Munculnya gejala maladaptif
Anak akan lebih menarik diri, pemalu bahkan menangis jika didekati orang lain.
Anak menjadi tidak bahagia
Rasa tidak bahagia akan menyelimuti anak, anak akan dipenuhi rasa, selalu cemas, tidak memiliki inisiatif untuk berpendapat serta tidak memiliki keterampilan berkomunikasi, pemalu, tidak memiliki harga diri sebagai seorang anak bahkan perasaan dendam pada pemberi hukuman akan tumbuh pada anak.
Mendidik anak sejatinya memang bukan perkara mudah, tetapi memberikan kekerasan kepada anak dengan alasan mendidik bukanlah hal yang dibenarkan.

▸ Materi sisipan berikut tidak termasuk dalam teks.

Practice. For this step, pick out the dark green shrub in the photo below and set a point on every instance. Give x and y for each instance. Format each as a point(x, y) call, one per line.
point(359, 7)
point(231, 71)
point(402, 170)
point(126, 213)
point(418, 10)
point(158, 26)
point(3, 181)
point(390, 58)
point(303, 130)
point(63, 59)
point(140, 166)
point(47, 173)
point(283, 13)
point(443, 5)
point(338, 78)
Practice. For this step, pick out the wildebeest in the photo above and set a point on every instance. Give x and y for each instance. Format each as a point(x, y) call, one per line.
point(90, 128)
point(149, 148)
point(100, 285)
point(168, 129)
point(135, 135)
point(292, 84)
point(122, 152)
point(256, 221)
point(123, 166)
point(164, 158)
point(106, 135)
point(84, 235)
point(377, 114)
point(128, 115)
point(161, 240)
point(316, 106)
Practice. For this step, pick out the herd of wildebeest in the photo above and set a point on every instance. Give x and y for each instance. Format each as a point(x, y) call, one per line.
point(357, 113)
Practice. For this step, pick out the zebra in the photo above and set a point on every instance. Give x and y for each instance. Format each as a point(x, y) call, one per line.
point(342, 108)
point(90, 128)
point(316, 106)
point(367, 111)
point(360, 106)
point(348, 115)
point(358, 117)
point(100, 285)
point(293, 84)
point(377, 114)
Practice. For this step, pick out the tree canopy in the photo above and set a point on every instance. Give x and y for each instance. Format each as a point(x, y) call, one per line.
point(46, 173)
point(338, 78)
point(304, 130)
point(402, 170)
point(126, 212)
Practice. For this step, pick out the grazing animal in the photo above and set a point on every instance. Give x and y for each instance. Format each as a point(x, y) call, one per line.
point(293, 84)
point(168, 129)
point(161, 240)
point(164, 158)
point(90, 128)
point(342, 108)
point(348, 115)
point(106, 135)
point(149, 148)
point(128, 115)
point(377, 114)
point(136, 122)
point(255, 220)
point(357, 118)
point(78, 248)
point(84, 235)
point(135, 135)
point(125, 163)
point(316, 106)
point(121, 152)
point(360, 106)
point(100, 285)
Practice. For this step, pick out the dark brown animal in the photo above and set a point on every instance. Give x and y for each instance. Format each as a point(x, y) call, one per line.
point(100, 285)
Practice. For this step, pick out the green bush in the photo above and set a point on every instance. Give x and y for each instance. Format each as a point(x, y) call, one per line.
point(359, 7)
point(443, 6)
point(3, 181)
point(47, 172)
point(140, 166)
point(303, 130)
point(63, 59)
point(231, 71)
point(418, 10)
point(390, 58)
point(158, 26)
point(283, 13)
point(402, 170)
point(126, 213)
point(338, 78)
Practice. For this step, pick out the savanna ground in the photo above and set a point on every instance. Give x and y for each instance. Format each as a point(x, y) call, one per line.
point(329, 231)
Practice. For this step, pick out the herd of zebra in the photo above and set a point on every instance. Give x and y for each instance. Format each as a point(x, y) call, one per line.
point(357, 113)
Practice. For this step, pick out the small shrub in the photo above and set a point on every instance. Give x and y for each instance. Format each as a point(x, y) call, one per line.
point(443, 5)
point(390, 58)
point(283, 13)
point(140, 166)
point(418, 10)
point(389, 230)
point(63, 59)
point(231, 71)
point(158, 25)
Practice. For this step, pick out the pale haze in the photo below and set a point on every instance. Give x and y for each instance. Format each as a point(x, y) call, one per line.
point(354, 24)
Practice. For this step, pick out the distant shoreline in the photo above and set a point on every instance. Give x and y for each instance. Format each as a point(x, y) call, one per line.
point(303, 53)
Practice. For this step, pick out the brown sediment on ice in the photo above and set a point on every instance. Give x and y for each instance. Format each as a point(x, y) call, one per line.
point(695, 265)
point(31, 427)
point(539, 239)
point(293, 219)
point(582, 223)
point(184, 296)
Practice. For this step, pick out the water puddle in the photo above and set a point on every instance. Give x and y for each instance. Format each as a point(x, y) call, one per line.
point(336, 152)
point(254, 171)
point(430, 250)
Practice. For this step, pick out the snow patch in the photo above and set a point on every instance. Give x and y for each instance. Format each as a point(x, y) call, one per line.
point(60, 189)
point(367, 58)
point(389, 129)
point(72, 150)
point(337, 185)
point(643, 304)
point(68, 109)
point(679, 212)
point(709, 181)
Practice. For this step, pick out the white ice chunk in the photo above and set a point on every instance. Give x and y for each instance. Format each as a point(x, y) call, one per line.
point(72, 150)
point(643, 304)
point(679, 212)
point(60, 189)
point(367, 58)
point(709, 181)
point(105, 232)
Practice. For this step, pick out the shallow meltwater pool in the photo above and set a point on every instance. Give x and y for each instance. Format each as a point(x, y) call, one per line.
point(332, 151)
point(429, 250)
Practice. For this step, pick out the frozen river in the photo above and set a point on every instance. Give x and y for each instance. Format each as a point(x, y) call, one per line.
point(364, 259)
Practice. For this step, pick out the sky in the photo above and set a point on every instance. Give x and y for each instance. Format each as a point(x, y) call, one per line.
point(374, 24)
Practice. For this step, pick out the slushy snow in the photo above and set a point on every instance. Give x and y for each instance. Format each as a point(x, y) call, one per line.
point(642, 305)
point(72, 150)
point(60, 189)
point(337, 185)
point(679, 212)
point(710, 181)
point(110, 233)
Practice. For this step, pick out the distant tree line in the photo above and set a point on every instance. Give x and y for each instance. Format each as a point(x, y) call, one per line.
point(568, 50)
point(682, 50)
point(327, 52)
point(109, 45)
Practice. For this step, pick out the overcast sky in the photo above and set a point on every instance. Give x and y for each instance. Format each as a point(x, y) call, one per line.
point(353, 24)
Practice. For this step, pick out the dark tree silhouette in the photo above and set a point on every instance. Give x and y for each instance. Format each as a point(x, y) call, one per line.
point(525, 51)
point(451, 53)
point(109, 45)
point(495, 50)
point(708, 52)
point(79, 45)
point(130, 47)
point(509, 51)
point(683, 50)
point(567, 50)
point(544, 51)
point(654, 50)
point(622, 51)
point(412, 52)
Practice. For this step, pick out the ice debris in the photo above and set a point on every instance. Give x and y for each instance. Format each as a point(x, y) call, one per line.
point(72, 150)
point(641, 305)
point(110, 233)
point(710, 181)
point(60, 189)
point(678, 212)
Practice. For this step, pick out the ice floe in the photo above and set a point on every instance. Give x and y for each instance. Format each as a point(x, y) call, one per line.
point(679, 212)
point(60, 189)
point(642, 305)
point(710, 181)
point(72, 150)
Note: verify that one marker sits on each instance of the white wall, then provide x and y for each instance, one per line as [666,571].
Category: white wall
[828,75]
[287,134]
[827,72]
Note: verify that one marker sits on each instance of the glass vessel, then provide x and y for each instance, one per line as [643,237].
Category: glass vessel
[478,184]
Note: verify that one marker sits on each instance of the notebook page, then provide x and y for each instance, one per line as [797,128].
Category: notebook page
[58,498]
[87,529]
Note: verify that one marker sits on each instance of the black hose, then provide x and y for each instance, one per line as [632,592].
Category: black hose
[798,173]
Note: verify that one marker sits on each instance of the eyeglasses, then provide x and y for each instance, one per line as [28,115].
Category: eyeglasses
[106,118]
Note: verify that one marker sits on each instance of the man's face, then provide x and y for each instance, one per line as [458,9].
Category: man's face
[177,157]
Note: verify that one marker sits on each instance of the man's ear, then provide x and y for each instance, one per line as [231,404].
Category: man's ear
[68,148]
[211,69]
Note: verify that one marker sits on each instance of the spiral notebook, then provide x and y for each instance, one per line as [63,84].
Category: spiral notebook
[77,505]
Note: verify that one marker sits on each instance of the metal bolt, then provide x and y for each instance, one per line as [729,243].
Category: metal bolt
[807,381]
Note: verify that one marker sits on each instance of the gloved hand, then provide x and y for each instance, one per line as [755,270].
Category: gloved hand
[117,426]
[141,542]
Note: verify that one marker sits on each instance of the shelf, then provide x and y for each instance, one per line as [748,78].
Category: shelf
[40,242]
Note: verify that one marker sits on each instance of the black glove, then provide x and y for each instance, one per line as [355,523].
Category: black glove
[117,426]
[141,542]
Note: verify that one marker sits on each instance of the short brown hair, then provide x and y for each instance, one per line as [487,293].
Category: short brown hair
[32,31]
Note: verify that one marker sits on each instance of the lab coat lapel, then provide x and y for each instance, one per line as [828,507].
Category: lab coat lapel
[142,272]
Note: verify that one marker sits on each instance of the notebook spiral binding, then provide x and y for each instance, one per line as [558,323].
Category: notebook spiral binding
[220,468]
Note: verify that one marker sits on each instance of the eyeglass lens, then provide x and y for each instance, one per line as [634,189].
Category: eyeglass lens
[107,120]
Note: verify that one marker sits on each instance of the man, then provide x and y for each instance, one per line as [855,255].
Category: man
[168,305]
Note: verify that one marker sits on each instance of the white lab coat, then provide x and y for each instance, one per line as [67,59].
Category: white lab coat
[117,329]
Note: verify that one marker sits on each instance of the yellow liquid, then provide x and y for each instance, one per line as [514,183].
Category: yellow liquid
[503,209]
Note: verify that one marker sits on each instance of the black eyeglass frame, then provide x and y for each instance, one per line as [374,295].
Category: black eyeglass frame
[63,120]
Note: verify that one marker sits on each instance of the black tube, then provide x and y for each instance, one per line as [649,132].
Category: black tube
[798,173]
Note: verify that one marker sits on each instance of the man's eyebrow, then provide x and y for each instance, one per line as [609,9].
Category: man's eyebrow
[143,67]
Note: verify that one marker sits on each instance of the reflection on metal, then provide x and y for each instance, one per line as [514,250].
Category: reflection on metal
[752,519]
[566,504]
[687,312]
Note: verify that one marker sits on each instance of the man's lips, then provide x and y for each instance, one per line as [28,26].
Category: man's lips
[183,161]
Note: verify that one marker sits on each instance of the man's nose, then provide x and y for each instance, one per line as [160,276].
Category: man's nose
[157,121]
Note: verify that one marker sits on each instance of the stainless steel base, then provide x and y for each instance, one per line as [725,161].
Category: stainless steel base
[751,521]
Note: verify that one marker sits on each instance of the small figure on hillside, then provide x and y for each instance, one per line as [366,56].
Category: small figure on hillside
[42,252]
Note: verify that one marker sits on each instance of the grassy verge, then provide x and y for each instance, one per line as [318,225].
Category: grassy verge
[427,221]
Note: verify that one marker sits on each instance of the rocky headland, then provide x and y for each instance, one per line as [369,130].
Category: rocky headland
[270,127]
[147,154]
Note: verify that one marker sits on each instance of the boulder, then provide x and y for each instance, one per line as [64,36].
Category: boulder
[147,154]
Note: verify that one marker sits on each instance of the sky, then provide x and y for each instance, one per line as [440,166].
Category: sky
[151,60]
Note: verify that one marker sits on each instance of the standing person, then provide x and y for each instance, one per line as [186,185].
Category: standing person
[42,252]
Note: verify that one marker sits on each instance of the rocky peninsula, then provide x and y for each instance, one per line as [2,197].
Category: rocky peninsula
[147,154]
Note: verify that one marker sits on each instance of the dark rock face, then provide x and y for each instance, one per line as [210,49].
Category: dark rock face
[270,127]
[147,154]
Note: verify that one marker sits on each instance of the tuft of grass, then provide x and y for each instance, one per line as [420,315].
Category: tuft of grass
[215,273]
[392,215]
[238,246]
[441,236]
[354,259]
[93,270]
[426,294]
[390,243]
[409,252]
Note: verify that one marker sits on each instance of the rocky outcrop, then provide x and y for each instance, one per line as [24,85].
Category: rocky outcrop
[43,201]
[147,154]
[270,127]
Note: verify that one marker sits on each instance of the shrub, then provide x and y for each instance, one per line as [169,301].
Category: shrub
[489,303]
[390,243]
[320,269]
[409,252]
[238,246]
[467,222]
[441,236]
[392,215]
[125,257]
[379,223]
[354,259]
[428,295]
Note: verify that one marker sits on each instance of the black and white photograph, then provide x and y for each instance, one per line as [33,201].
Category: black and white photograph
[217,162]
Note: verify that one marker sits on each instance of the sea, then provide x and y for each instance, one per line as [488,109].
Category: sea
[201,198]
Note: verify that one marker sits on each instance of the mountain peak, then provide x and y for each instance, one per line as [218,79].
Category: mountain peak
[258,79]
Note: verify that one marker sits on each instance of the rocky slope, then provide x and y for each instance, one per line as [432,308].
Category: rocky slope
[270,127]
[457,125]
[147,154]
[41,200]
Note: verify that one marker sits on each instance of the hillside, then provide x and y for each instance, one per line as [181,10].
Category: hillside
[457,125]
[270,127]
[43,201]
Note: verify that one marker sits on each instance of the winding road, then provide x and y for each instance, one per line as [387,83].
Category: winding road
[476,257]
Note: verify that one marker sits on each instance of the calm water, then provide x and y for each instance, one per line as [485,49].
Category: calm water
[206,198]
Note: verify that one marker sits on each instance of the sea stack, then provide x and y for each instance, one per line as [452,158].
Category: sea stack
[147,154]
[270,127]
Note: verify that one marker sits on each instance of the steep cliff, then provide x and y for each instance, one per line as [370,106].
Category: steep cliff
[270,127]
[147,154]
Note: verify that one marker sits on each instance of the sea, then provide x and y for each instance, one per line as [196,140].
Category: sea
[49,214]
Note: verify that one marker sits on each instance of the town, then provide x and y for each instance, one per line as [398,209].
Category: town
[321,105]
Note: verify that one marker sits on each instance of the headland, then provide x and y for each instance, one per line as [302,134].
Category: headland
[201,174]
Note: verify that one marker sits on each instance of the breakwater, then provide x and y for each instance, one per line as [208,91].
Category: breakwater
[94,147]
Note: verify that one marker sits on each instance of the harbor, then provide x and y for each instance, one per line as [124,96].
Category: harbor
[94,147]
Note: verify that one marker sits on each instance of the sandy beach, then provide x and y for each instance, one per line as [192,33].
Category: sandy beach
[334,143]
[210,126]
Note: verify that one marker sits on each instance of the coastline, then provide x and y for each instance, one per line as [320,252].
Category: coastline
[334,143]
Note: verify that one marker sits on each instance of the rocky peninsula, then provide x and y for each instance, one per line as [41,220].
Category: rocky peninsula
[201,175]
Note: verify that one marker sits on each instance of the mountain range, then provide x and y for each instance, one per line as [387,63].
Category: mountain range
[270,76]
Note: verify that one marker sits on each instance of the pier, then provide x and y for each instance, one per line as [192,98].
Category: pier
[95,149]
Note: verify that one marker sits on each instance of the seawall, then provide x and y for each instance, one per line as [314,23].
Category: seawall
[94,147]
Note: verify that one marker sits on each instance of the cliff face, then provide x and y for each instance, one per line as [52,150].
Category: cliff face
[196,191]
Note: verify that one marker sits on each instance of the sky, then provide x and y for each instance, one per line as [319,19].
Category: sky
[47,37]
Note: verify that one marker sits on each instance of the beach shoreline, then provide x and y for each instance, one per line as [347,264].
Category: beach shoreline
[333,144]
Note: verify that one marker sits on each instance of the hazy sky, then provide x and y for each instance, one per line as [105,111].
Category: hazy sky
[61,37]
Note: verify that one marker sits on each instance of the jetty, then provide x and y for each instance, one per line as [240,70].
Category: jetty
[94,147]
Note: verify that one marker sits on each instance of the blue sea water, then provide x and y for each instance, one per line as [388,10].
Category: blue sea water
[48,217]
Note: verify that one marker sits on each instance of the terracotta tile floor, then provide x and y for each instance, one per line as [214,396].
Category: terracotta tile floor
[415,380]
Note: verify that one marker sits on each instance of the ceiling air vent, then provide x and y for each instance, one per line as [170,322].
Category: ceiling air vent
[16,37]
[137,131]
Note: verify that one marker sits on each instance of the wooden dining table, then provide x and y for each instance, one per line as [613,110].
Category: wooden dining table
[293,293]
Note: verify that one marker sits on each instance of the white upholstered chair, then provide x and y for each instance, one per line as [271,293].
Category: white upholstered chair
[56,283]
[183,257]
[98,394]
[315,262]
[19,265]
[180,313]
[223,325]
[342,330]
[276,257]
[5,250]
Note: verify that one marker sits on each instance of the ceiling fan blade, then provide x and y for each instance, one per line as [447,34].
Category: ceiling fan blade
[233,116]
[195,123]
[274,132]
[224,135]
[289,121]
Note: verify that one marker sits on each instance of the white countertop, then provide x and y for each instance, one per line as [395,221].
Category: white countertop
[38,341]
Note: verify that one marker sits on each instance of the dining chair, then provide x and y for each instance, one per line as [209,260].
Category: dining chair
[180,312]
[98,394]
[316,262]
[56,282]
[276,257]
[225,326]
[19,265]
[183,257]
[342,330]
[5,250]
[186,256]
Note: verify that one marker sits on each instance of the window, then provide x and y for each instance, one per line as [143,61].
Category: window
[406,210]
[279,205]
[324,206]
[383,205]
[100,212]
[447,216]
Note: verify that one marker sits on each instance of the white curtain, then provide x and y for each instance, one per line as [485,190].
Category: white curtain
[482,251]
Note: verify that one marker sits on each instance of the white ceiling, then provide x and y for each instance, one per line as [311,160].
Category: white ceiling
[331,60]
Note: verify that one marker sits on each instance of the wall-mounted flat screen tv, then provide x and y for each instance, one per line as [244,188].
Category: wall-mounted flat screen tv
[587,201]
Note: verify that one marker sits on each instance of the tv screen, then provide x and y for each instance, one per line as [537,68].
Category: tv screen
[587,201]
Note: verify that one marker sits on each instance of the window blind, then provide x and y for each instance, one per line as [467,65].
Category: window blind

Banyak hal yang bisa orang tua lakukan dalam memberikan pendidikan atau pendisiplinan yang positif, seperti memberikan kehangatan kepada anak. Kehangatan disini berarti perasaan aman secara emosional, cinta tanpa syarat, kasih sayang secara verbal dan fisik, menghormati terhadap perkembangan anak, peka terhadap kebutuhan anak, peduli dengan perasaan anak. Dengan demikian, tindakan ini akan memberikan efek yang baik untuk kehidupan anak.